【深掘り「鎌倉殿の13人」】北条政子が「尼将軍」と呼ばれた知られざる理由
大河ドラマ「鎌倉殿の13人」では、謀反の嫌疑で実衣が捕らえられ、北条義時に殺されそうになった。実衣は、その後どうなったのか、この点について詳しく掘り下げてみよう。
建保7年(1219)1月に源実朝が公暁に殺されると、幕府の課題は実朝の後継者問題となった。幕府としては、後鳥羽上皇の2人の子(親王)のどちらかを次の将軍に据える約束になっていた。
しかし、後鳥羽は摂津国倉橋荘・長江荘の地頭の交代問題(義時が地頭の交代を拒否した)などがあったので、親王を鎌倉に送ることを拒否した。その後、三浦義村は、摂関家から新将軍を迎えることを提案した。

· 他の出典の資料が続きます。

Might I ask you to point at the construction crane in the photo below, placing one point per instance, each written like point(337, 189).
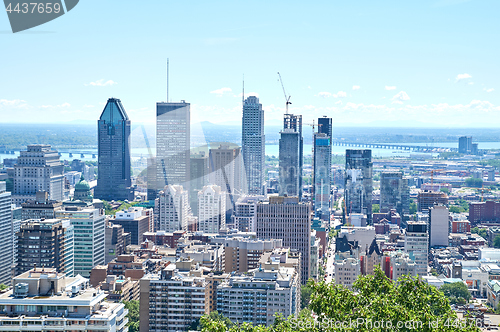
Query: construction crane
point(287, 98)
point(432, 174)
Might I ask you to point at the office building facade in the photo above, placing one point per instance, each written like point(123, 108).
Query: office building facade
point(172, 144)
point(46, 243)
point(173, 209)
point(322, 170)
point(253, 145)
point(291, 151)
point(113, 180)
point(6, 238)
point(89, 228)
point(38, 169)
point(394, 193)
point(359, 182)
point(290, 220)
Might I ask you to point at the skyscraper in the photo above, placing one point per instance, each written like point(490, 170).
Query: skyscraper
point(46, 243)
point(394, 193)
point(6, 238)
point(253, 145)
point(38, 169)
point(291, 156)
point(322, 168)
point(113, 181)
point(89, 227)
point(358, 182)
point(290, 220)
point(172, 144)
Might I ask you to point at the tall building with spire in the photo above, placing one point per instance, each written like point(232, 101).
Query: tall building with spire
point(322, 168)
point(113, 181)
point(172, 144)
point(253, 145)
point(291, 153)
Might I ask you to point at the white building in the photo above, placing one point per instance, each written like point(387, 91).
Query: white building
point(38, 169)
point(44, 300)
point(245, 213)
point(89, 228)
point(170, 300)
point(439, 226)
point(417, 245)
point(173, 206)
point(347, 271)
point(211, 209)
point(259, 295)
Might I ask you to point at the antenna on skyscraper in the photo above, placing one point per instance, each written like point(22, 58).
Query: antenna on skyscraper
point(167, 80)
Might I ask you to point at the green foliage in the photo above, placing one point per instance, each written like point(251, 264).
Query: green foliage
point(409, 305)
point(413, 208)
point(473, 182)
point(481, 231)
point(133, 315)
point(455, 291)
point(305, 296)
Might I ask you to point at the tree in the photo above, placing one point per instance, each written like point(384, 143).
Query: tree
point(413, 208)
point(305, 296)
point(133, 315)
point(408, 305)
point(455, 291)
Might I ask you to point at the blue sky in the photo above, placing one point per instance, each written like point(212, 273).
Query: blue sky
point(369, 63)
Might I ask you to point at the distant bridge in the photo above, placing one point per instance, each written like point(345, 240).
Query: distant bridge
point(412, 148)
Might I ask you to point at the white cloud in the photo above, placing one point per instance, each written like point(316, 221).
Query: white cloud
point(324, 94)
point(102, 83)
point(400, 97)
point(221, 91)
point(461, 77)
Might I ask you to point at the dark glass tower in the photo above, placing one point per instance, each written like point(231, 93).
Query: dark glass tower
point(113, 182)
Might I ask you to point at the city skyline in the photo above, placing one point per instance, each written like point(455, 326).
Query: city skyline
point(415, 64)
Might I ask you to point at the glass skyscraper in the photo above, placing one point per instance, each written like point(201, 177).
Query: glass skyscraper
point(113, 181)
point(291, 156)
point(172, 144)
point(253, 145)
point(322, 168)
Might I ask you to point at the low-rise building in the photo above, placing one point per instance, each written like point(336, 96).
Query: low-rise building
point(44, 300)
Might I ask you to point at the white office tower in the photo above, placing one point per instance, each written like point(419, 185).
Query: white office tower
point(38, 169)
point(211, 209)
point(245, 213)
point(5, 235)
point(417, 245)
point(439, 226)
point(88, 227)
point(253, 145)
point(173, 206)
point(172, 144)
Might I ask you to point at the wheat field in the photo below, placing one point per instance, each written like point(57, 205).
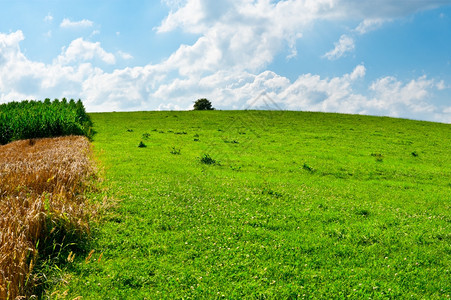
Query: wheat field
point(42, 183)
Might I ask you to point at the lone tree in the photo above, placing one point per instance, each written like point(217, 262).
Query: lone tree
point(203, 104)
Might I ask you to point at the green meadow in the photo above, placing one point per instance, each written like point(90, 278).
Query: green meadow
point(265, 205)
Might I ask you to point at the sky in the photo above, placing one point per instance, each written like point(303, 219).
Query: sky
point(374, 57)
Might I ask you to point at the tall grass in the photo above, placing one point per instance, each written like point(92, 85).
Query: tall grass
point(36, 119)
point(41, 192)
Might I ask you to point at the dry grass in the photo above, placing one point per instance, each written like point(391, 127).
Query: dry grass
point(41, 186)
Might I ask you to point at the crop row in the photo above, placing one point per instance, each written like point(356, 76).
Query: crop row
point(37, 119)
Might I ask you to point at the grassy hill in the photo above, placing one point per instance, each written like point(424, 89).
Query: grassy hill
point(258, 205)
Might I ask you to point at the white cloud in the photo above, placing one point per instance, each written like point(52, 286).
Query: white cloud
point(237, 39)
point(81, 50)
point(344, 45)
point(67, 23)
point(369, 25)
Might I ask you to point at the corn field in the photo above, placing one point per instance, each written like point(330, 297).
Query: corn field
point(36, 119)
point(42, 184)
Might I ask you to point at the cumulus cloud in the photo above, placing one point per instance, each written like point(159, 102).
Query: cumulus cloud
point(368, 25)
point(237, 40)
point(345, 44)
point(67, 23)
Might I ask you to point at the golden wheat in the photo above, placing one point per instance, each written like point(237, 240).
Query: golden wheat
point(40, 180)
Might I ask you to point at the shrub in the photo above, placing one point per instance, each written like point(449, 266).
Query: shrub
point(207, 159)
point(203, 104)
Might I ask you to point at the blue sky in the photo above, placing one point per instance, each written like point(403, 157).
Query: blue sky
point(384, 57)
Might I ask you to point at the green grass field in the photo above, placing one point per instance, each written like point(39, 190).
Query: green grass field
point(297, 205)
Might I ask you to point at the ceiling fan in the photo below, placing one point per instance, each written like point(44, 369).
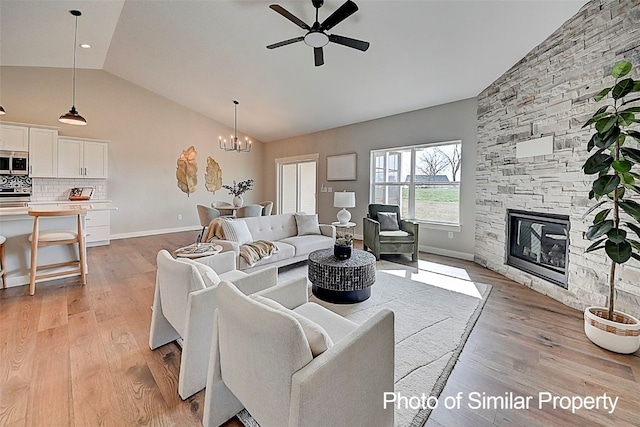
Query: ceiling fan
point(316, 36)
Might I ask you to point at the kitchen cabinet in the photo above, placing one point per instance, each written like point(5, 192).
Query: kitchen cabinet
point(82, 158)
point(14, 138)
point(43, 153)
point(98, 227)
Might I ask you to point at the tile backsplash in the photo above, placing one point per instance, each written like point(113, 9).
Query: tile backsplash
point(57, 189)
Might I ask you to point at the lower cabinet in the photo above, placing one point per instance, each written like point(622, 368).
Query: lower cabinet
point(98, 228)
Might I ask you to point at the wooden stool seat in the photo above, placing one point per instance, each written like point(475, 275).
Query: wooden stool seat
point(59, 237)
point(3, 262)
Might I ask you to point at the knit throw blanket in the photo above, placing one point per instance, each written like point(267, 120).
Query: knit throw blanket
point(255, 251)
point(251, 252)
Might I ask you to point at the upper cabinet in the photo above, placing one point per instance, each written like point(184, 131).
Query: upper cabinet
point(14, 138)
point(43, 153)
point(82, 158)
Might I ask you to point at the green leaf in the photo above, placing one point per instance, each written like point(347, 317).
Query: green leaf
point(617, 235)
point(622, 166)
point(605, 140)
point(632, 154)
point(631, 208)
point(618, 252)
point(601, 216)
point(606, 184)
point(626, 119)
point(634, 228)
point(604, 124)
point(634, 134)
point(602, 94)
point(621, 69)
point(598, 230)
point(595, 246)
point(597, 116)
point(596, 163)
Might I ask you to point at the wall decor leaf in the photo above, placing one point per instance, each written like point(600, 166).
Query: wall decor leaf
point(187, 171)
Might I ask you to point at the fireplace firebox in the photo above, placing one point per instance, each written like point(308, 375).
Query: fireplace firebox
point(538, 243)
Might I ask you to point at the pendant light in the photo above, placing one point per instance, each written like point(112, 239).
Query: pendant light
point(73, 117)
point(234, 144)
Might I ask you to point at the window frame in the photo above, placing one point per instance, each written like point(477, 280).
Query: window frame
point(413, 149)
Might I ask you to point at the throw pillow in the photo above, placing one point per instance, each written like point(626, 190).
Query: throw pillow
point(307, 224)
point(319, 340)
point(209, 276)
point(236, 231)
point(388, 221)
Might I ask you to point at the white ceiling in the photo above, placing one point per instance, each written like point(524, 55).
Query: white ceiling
point(204, 54)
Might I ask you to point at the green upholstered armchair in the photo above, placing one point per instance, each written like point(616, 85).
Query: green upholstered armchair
point(386, 233)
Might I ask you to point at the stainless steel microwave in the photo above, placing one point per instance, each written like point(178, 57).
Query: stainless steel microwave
point(14, 162)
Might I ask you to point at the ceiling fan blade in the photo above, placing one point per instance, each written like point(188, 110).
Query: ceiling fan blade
point(346, 41)
point(342, 13)
point(290, 16)
point(318, 56)
point(285, 42)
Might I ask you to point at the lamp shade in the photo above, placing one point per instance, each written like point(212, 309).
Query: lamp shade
point(344, 199)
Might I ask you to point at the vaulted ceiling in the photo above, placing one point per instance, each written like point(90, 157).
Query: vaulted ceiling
point(204, 54)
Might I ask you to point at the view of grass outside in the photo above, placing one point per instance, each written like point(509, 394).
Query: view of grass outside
point(439, 204)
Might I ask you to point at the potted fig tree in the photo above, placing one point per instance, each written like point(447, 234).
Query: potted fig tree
point(616, 166)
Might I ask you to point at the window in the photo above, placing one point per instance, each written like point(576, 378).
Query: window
point(424, 180)
point(296, 176)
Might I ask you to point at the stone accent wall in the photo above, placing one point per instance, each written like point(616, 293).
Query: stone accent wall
point(551, 90)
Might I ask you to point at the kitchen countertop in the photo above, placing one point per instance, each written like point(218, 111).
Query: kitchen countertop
point(88, 205)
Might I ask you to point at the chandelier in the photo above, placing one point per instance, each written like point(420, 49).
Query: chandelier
point(234, 144)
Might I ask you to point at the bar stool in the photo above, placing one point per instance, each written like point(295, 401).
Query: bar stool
point(49, 238)
point(3, 262)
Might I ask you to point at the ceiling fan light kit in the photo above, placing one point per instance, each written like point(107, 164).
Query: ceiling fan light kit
point(316, 36)
point(72, 117)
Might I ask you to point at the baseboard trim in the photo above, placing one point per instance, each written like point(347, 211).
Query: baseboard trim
point(155, 232)
point(446, 252)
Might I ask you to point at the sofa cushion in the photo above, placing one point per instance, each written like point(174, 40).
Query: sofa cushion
point(237, 231)
point(272, 227)
point(388, 221)
point(307, 224)
point(318, 339)
point(307, 244)
point(285, 251)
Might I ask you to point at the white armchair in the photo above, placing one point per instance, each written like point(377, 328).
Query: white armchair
point(184, 304)
point(262, 359)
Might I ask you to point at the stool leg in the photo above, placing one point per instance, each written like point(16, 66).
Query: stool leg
point(3, 266)
point(82, 250)
point(34, 256)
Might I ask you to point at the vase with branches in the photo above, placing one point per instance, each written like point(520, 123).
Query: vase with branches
point(615, 227)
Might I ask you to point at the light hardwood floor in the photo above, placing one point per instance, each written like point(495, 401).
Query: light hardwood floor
point(79, 356)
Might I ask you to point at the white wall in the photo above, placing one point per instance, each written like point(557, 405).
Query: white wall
point(446, 122)
point(147, 134)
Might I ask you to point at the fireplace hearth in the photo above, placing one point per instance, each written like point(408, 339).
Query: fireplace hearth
point(538, 243)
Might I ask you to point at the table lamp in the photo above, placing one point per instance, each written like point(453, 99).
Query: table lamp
point(344, 199)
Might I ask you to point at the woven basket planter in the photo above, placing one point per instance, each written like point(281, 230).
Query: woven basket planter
point(620, 336)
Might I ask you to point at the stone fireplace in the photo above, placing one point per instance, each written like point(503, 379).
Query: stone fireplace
point(538, 243)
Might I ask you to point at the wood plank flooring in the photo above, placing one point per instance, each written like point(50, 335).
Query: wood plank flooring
point(79, 356)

そして、当時はまだ2歳の九条道家の三男「三寅」(のちの頼経)が摂家将軍として、鎌倉に招かれた。道家は兼実の孫で、道家の母は頼朝の妹と一条能保の間にできた娘だった。「三寅」は頼朝の妹の曽孫なので、新しい鎌倉殿にふさわしい血筋だったのだ。
ところが、「三寅」は幼かったので、北条政子が代わりに政務を執ることになった。政子は鎌倉殿のごとく振舞ったので、以降、『吾妻鏡』は政子が亡くなる嘉禄元年(1225)に至るまで「鎌倉殿」として扱った。

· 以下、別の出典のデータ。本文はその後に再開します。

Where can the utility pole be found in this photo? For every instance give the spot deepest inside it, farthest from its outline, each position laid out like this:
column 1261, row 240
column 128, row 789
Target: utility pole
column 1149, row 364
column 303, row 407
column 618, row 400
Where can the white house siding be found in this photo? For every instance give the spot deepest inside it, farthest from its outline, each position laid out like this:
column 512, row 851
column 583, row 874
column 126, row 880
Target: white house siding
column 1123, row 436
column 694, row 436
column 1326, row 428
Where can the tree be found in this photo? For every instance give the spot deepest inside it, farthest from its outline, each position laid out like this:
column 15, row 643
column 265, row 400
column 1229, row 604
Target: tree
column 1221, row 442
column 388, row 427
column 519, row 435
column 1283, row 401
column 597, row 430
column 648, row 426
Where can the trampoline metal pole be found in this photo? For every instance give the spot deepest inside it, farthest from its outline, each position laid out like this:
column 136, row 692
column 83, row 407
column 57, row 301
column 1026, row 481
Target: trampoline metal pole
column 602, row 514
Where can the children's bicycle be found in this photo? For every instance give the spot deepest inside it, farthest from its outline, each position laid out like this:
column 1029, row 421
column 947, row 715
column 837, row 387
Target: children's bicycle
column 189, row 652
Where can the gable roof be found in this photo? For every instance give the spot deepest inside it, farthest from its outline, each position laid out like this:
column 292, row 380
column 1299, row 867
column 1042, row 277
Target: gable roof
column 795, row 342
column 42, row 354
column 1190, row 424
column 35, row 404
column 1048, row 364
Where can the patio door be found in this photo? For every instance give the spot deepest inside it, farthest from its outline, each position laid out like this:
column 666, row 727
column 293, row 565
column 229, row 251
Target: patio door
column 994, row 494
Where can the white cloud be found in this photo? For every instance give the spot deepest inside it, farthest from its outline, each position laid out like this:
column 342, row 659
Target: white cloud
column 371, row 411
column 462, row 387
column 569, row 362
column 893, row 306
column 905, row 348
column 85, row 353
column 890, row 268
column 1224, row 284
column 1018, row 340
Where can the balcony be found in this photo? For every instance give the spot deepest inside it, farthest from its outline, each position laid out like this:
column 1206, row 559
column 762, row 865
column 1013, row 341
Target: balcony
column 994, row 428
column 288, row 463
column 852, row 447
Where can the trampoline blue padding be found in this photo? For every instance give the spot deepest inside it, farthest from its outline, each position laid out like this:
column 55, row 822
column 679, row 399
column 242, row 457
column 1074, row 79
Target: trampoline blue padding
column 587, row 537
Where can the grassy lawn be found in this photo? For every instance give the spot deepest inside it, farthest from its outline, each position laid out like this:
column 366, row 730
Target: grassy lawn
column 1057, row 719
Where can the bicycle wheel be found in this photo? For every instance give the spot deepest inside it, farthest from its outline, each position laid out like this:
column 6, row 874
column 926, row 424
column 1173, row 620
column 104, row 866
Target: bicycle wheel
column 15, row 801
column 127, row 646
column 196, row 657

政子は「尼将軍」と称されているが、当時からそう呼ばれていたのではない。『吾妻鏡』は、「御台所」、「尼御台」、「三位家」、「二位家」、「禅定二位家」、「二品禅尼」、「二位殿」、「平政子」などと記す。
前近代の史書の類では、政子のことを「従二位平の政子」、「二位殿」、「政子」などと書いている。おおむね『吾妻鏡』に依拠していたと考えられる。政子を「尼将軍」と記した早い例は、歴史家の頼山陽(1781~1832)の著作がある。
山陽は1828年に刊行した『日本楽府』(国史に題材を採った詩集)の中で、政子に「尼将軍」という呼称を用いた。近代に至ると政子を「尼将軍」と称する例は増え、現在では「尼将軍」といえば、政子のことを意味するようになったくらいである。
とはいえ、政子の役割は、あくまで幼少の「三寅」が成長するまでの中継ぎだった。政子は頼朝を彷彿とするようなカリスマ性、高い行政手腕を持ち、来る承久の乱では大活躍したのである。